Le CCCB de Barcelone accueille jusqu’à l’automne une exposition chorale – faite de plus de 300 oeuvres venues des quatre coins du monde – explorant l’usage de l’émotion dans l’art, la littérature, la musique et le cinéma. 

Photo : Hertz Franks / Gerzel Franks  Par desmit minutem vecaks 1978 © VEGAP, Barcelona, 2025

Quel est le point commun entre le philosophe et historien de l’art français George Didi-Huberman, l’écrivain espagnol Federico García Lorca et le CCCB ? L’émotion, évidemment ! C’est le thème de Dans l’air ému – Images, émotions, utopie – comme toujours au CCCB, prenez au moins 2h pour la faire – qui entame là sa deuxième vie après avoir séjourné au Reina Sofía de Madrid entre novembre et mars dernier.
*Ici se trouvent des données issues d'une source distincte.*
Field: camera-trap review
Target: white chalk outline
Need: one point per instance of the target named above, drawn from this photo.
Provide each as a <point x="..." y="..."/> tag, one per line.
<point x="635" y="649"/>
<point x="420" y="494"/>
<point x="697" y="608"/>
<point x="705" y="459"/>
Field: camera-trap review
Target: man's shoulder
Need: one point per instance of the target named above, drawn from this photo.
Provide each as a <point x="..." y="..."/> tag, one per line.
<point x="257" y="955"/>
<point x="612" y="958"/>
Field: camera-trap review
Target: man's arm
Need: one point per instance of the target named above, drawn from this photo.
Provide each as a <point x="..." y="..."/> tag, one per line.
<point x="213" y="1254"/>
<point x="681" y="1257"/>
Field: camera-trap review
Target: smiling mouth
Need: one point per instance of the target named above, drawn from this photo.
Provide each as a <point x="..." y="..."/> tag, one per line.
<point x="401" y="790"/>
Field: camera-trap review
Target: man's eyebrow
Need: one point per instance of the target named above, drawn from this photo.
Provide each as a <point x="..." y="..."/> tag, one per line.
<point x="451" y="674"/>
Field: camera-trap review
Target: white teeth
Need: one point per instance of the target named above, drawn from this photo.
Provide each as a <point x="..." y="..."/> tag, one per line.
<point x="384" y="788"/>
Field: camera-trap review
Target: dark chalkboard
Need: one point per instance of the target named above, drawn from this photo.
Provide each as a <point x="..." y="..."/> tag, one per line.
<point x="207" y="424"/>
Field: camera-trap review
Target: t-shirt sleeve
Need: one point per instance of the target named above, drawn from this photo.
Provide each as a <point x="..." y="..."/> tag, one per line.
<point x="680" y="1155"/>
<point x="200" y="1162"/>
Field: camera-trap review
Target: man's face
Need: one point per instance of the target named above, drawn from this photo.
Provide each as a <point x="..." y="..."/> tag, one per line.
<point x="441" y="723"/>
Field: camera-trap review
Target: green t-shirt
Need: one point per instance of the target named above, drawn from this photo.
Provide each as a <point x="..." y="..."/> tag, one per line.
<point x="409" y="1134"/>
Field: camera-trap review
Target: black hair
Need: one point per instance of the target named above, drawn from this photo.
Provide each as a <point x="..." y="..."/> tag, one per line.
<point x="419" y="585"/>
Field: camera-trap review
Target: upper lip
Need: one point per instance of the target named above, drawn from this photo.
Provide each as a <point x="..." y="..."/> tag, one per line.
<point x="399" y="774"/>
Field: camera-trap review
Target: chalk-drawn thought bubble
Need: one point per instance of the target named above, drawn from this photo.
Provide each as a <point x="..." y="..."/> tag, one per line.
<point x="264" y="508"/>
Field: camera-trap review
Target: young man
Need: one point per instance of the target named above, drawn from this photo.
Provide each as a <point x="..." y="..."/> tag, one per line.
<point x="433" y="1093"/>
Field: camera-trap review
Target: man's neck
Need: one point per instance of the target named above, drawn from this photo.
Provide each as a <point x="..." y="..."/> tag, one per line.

Le troisième étage du centre se fait donc l’écrin, petite salle alcôvée après petite salle alcôvée, de cette proposition qui, au premier abord, fait un peu peur. En effet, elle s’annonce comme l’exploitation du potentiel émotionnel des images, le tout vu par George Didi-Huberman, professeur à l’EHESS et grand spécialiste de l’iconographie (cette discipline qui analyse le langage de l’image).

En filigrane, la présence tutélaire de Federico García Lorca et de son poème Romance de la luna, luna, dans lequel il évoque l’émotion d’un enfant face à l’image de la lune. Mais est-ce bien l’image de la lune qui l’émeut ou le fait de la regarder, c’est-à-dire l’air entre elle et lui ? C’est ce qu’explore En el aire conmovido, qui davantage qu’érudite est surtout poétique.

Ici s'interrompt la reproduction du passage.